On Wednesday, data showed sales of new US single-family homes fell to a near two-year low in September, the latest sign that rising mortgage rates and higher prices were hurting demand for housing. Adding to weaker sentiment in late trading, the Federal Reserve said in a report on the economy that US factories have raised prices because of tariffs. The Cboe Volatility Index, the most widely followed barometer of expected near-term gyrations for the S&P 500, jumped 4.52 points to close at 25.23, its highest close since Feb. 12. The S&P 500 fell for a sixth consecutive day. "It looks like more panic and fear as the selling has continued to roll," said Chris Zaccarelli, Chief Investment Officer for Independent Advisor Alliance based in Charlotte, North Carolina.

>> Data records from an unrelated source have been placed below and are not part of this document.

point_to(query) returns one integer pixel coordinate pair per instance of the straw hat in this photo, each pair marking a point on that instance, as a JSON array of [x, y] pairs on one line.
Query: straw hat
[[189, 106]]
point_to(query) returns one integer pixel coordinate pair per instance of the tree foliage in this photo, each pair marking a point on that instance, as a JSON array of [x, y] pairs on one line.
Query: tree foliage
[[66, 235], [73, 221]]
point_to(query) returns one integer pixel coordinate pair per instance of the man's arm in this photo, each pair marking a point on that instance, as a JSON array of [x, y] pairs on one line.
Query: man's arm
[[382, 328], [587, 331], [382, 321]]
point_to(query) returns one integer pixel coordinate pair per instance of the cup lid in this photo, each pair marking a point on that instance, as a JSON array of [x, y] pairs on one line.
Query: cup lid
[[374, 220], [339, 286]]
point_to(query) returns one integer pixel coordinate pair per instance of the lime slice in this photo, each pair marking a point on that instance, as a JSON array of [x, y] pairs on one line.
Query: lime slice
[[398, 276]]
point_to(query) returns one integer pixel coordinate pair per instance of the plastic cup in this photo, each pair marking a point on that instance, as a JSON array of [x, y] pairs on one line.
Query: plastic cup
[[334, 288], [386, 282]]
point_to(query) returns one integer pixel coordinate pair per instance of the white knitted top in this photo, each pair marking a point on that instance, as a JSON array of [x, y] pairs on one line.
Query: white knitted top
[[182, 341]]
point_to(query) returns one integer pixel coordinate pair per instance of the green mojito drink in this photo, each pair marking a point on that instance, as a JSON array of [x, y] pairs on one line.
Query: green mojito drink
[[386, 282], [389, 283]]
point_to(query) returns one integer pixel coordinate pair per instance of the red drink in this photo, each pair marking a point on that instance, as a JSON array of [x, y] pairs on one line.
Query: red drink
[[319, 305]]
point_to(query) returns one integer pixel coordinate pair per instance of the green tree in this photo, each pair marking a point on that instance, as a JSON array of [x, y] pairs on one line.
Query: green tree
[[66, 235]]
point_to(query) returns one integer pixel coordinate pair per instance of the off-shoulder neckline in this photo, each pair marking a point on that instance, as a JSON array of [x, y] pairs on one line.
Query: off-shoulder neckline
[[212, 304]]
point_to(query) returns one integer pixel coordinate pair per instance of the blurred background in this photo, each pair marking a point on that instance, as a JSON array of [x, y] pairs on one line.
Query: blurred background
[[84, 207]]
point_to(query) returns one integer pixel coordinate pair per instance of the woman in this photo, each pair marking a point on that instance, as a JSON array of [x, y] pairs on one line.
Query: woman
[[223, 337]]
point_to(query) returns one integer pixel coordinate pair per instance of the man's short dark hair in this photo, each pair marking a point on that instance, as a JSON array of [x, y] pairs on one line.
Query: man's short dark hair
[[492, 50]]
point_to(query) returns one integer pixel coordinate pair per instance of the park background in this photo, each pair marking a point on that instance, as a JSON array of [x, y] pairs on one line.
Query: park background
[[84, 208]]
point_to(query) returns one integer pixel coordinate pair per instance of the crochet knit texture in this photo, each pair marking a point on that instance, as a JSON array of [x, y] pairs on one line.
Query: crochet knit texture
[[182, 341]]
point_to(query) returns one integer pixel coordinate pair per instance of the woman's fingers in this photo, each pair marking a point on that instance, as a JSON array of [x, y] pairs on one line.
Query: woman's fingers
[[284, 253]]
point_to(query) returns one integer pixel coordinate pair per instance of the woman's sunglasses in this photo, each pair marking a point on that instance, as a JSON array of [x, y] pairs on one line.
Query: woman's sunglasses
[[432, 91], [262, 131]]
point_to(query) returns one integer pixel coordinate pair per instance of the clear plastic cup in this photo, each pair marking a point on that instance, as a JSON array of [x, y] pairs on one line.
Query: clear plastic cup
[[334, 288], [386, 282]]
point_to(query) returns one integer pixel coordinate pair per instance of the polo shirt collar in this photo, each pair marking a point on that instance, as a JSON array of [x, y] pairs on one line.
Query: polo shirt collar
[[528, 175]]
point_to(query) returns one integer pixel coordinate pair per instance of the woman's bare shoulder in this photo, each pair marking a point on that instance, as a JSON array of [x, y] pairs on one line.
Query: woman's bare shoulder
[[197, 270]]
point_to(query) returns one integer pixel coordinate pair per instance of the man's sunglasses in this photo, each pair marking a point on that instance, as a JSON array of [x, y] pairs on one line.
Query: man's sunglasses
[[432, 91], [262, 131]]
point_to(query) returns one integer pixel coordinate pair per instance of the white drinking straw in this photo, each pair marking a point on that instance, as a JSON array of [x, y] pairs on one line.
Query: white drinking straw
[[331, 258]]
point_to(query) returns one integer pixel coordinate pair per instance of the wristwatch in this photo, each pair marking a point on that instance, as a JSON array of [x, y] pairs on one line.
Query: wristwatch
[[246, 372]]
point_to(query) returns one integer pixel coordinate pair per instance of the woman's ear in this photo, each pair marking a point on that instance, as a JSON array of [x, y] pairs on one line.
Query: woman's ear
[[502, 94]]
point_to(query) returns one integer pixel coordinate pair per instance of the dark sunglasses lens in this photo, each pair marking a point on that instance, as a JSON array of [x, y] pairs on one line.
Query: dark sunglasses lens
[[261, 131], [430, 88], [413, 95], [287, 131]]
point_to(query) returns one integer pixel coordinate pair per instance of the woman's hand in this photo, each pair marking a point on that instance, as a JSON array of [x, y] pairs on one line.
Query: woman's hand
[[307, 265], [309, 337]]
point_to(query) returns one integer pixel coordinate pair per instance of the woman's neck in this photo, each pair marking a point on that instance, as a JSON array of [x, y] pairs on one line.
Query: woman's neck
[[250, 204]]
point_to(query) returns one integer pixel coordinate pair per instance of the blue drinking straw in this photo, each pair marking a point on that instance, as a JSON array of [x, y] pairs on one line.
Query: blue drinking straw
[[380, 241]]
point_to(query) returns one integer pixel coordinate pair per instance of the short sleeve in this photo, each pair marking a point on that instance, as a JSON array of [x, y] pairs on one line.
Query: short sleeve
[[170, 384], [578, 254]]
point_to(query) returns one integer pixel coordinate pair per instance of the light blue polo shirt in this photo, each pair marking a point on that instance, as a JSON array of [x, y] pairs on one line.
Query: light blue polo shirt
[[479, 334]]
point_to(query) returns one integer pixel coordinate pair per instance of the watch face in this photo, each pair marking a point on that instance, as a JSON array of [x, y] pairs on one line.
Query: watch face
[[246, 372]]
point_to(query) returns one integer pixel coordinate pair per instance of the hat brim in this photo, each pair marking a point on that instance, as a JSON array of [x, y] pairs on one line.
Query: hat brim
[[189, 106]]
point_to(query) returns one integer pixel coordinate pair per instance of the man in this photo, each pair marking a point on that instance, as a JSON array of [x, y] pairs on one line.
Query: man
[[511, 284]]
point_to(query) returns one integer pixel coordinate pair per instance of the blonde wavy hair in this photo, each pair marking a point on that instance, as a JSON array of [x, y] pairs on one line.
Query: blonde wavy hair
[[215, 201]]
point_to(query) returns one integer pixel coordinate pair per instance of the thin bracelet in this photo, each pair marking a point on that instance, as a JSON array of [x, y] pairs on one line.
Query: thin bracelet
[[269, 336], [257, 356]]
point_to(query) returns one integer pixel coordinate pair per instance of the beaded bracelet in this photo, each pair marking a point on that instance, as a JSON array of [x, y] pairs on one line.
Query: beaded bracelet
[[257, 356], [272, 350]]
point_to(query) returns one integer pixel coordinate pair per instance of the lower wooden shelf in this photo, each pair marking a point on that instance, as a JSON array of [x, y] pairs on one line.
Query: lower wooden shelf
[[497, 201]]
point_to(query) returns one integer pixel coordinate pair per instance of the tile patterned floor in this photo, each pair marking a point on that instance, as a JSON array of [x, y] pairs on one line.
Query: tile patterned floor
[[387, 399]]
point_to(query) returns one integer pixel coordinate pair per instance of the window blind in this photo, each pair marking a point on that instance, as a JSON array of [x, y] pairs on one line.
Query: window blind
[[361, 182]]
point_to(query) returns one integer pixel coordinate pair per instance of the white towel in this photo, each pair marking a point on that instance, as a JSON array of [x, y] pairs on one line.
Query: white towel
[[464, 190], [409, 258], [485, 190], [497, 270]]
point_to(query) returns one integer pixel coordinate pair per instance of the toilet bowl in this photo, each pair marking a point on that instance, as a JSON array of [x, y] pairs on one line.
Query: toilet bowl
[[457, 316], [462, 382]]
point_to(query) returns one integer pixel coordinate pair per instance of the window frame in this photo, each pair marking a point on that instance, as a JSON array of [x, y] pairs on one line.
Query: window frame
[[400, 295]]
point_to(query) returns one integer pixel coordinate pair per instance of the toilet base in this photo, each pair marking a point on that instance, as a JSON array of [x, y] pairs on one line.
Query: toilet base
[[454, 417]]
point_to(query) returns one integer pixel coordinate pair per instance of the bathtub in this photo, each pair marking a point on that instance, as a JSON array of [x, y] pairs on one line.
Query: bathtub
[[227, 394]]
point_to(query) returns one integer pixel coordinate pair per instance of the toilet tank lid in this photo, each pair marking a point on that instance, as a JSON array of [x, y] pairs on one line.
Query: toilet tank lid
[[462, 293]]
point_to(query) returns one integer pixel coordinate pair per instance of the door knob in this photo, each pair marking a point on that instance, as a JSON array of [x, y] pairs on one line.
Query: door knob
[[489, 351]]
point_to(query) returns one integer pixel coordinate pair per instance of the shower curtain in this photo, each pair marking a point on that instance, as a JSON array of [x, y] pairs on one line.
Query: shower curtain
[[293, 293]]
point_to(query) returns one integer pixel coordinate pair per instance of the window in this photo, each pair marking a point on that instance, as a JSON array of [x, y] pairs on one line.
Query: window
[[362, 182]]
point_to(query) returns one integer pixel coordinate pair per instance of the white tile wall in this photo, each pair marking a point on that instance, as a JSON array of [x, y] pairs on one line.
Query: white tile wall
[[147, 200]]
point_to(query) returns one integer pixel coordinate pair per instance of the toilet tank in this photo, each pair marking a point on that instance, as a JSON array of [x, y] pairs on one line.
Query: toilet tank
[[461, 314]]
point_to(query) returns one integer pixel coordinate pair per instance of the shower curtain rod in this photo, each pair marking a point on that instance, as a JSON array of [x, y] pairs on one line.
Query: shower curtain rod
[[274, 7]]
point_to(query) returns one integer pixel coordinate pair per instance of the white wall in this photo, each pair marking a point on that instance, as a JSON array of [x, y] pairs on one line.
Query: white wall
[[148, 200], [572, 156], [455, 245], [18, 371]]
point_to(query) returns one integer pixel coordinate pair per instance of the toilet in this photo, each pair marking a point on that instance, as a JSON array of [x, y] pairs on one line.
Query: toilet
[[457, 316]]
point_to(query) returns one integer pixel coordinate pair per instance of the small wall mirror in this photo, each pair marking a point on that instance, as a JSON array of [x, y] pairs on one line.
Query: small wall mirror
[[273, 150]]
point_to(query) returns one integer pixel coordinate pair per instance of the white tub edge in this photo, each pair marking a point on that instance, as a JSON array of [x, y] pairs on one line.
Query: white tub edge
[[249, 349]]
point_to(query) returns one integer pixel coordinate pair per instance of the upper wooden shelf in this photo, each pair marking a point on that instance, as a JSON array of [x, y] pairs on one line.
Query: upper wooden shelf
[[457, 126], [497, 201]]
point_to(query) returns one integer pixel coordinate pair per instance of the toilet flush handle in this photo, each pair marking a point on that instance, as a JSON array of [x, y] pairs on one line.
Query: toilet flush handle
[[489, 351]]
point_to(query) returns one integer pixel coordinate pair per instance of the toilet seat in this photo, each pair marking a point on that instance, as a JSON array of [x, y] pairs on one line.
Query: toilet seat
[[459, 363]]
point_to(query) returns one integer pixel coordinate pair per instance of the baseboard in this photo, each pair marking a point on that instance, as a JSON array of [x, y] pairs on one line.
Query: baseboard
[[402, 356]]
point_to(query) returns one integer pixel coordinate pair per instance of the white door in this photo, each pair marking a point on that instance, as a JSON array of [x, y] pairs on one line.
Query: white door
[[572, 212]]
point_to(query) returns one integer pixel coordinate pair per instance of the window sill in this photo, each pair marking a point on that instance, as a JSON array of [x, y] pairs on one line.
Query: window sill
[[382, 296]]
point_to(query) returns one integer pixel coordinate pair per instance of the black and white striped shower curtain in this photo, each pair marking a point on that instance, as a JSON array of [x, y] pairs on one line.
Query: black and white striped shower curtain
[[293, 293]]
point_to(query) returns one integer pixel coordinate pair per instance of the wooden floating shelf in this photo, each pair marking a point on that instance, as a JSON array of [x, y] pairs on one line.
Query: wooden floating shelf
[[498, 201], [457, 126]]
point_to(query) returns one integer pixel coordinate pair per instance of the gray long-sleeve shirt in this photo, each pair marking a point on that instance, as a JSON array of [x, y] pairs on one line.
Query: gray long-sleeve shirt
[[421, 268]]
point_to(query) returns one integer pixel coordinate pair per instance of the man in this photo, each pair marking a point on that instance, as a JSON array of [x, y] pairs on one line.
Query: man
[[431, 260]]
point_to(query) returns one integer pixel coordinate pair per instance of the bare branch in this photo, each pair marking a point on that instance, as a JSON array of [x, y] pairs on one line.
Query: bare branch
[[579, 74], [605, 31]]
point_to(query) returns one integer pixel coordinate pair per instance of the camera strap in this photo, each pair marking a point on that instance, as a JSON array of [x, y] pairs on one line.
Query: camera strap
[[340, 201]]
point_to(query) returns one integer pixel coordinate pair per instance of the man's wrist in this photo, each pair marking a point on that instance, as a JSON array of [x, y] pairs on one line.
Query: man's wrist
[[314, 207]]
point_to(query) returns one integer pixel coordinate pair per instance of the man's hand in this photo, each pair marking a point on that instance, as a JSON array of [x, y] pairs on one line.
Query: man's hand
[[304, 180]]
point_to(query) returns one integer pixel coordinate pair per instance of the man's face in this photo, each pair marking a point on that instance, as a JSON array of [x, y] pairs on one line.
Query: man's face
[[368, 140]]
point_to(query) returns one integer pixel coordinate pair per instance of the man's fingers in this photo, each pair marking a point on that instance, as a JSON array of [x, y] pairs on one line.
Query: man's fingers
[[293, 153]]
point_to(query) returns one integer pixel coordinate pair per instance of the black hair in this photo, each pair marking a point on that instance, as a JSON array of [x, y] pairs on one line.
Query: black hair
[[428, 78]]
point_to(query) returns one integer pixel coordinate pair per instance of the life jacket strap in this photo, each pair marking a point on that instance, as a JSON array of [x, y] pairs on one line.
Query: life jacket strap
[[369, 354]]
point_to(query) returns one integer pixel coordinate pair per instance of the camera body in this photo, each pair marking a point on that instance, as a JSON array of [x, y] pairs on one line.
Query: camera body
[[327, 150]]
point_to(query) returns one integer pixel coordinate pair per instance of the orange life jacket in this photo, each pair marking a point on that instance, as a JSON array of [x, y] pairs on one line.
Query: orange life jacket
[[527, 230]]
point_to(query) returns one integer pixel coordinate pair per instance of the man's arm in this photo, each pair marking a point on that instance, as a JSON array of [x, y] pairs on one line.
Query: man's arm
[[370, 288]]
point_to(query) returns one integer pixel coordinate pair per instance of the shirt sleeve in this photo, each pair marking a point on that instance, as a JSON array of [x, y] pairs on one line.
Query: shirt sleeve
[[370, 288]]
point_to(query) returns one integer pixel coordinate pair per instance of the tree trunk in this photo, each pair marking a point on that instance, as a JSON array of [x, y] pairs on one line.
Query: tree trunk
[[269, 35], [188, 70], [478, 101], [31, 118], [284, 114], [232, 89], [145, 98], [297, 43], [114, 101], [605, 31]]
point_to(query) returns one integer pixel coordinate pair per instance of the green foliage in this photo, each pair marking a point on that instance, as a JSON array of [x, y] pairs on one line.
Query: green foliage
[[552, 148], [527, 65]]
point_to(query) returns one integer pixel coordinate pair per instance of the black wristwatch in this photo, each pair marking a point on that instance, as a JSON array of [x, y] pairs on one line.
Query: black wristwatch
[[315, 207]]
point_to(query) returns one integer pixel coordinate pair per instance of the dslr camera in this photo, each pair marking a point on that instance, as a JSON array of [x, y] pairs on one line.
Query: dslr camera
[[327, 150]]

The Dow Jones Industrial Average fell 608.01 points, or 2.41 percent, to 24,583.42, the S&P 500 lost 84.59 points, or 3.09 percent, to 2,656.1 and the Nasdaq Composite dropped 329.14 points, or 4.43 percent, to 7,108.40. Texas Instruments dropped 8.2 percent, helping pull the Philadelphia Semiconductor index down 6.6 percent in its biggest daily percentage drop since October 2014. Intel, due to report earnings later this week, fell 4.7 percent. The beaten-down S&P technology sector retreated another 4.4 percent. While third-quarter profit growth estimates have risen to 22.4 percent from 21.6 percent in the last 10 days, weaker forecasts have pulled down fourth-quarter growth estimates to 19.5 percent from 20 percent, according to I/B/E/S data from Refinitiv.
Declining issues outnumbered advancing ones on the NYSE by a 3.38-to-1 ratio; on Nasdaq, a 5.42-to-1 ratio favoured decliners. The S&P 500 posted 14 new 52-week highs and 91 new lows; the Nasdaq Composite recorded 15 new highs and 445 new lows. About 9.6 billion shares changed hands on US exchanges. That compares with the 8 billion daily average for the past 20 trading days. After the closing bell, Microsoft rose 2.7 percent following the release of its results.